Bragg said that cops had gotten his policy wrong, however.
“Let me just say there has been some misunderstandings,” the district attorney said. “So again, let me be clear to all those who I may be reintroducing myself to: If you go to the store in Manhattan and use a gun to rob that store, that is armed robbery, that is serious and will be prosecuted.”
Bragg’s reassurances came as the Sergeants Benevolent Association warned members that the district attorney’s office on Thursday left a key fact out of a criminal complaint in a shoplifting case — that the store employees were threatened with a pair of scissors.
“The [assistant district attorney] prepping the accusatory instrument intentionally omitted all facts related to the perp threatening the employees with a weapon,” SBA President Vincent Vallelong wrote in a text to his members.
Christian Hall, 30, of Uniondale, L.I., used the scissors to fend off employees of a TJ Maxx store on Sixth Ave. near W. 18th St. in Chelsea who tried to stop him from stealing a pair of women’s shoes and linens at 1:30 p.m. on Thursday, police said.
“Don’t f–king touch me,” he told store security, according to the NYPD.
Hall was arrested at the store and charged with robbery, criminal possession of stolen property and possession of a crack pipe.
The DA’s office dropped the robbery charge — which implied force was used — and instead charged Hall with shoplifting. Hall was released without bail.
Vallelong, who represents 13,000 active and retired police sergeants, warned his members not to sign off on any charges that do not reflect the facts of the case.
“If the Manhattan DA wants to rewrite penal law, make him own it,” Vallelong said.
The incident highlights the differences between the prosecutor’s policy and police.
“I am concerned about sweeping edicts that seem to remove discretion, not just from police officers, but also from assistant district attorneys regarding what crimes to prosecute and how to charge them,” Sewell told officers in her note.
Soft-pedaling resisting arrest is also a concern for cops — but Bragg tried to reassure law enforcement of that as well.

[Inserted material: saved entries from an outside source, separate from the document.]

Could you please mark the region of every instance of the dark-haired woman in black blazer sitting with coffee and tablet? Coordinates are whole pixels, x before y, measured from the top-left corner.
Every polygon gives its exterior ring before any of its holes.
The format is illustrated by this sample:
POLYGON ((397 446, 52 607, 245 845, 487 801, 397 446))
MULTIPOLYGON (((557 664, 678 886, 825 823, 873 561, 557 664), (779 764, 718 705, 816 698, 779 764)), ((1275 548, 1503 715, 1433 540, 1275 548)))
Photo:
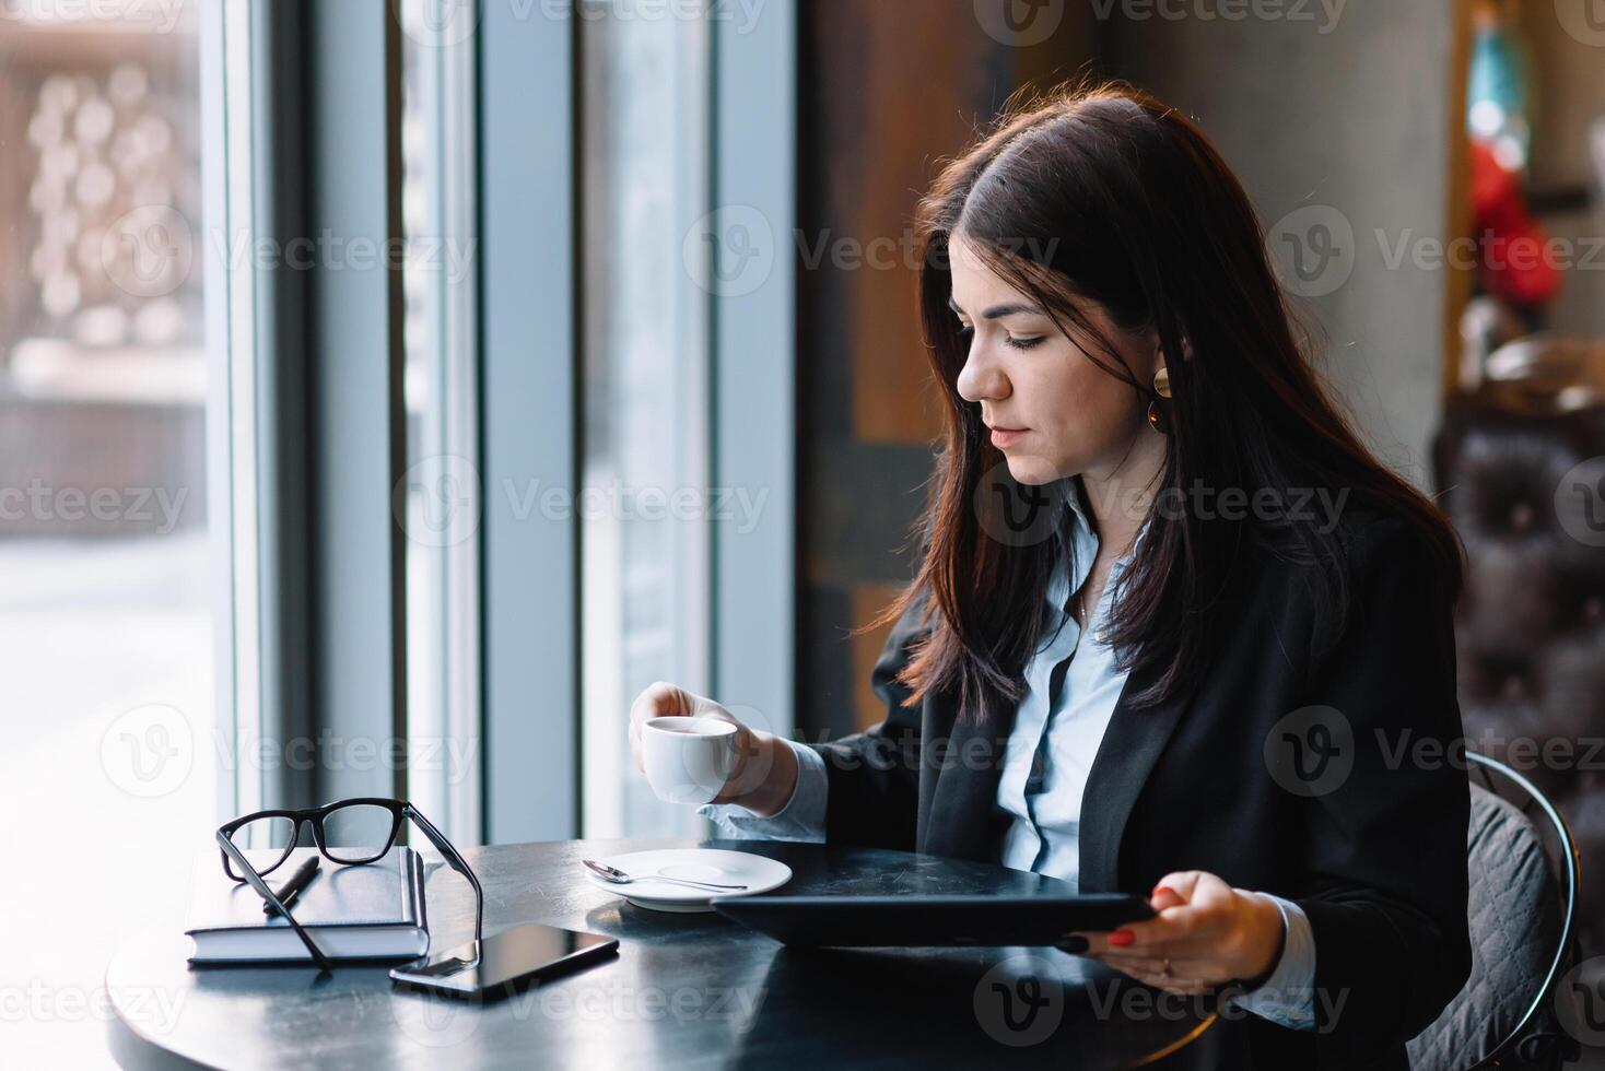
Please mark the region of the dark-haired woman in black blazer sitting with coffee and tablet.
MULTIPOLYGON (((886 720, 743 729, 705 813, 1148 893, 1064 949, 1241 986, 1244 1063, 1406 1066, 1470 970, 1459 540, 1339 414, 1175 111, 1104 85, 1006 112, 920 239, 945 449, 878 622, 886 720)), ((632 747, 664 713, 729 717, 660 681, 632 747)))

“To all of our partners in law enforcement, let’s also be clear about another thing: If you are assaulted, that is a serious matter and a crime, and that will be prosecuted as such in the County of New York,” he said.
Bragg promised to work with the NYPD to reach a compromise toward policing.

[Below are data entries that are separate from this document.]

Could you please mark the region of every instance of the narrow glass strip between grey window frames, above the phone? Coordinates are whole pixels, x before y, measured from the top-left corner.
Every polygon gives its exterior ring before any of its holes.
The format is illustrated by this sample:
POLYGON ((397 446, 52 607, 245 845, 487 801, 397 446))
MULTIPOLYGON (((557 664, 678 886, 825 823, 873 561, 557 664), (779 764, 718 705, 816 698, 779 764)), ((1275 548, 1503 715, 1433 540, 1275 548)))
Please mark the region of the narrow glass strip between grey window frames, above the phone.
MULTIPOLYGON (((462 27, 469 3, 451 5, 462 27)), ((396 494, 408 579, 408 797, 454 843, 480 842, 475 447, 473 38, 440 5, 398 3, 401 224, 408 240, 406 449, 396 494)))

“We’re going to have discussions and collaboration,” he said. “I’ve been working with law enforcement for the past 20 years and expect to continue to do that in a way to keep the city safe and to promote fairness and safety and justice for all.”
Sharpton, who hosted Bragg’s predecessor Cy Vance Jr. at the National Action Network a number of times, said he tried to “stay out of the local political stuff,” but invited the new district attorney to his headquarters to let him address people directly.
The civil rights leader, who has often been at odds with law enforcement, tried to put the new policies in perspective.
Recalling a lesson in killing bugs from his grandmother, Sharpton likened petty criminals to insects: “You don’t need a sledgehammer to kill a roach. You need your slipper.”
Still, Bragg promised not to waver from his reforms.
“It’s been a long week and I’m new to politics, but I’m steadfast,” he said. “We’ve got to stay the course.”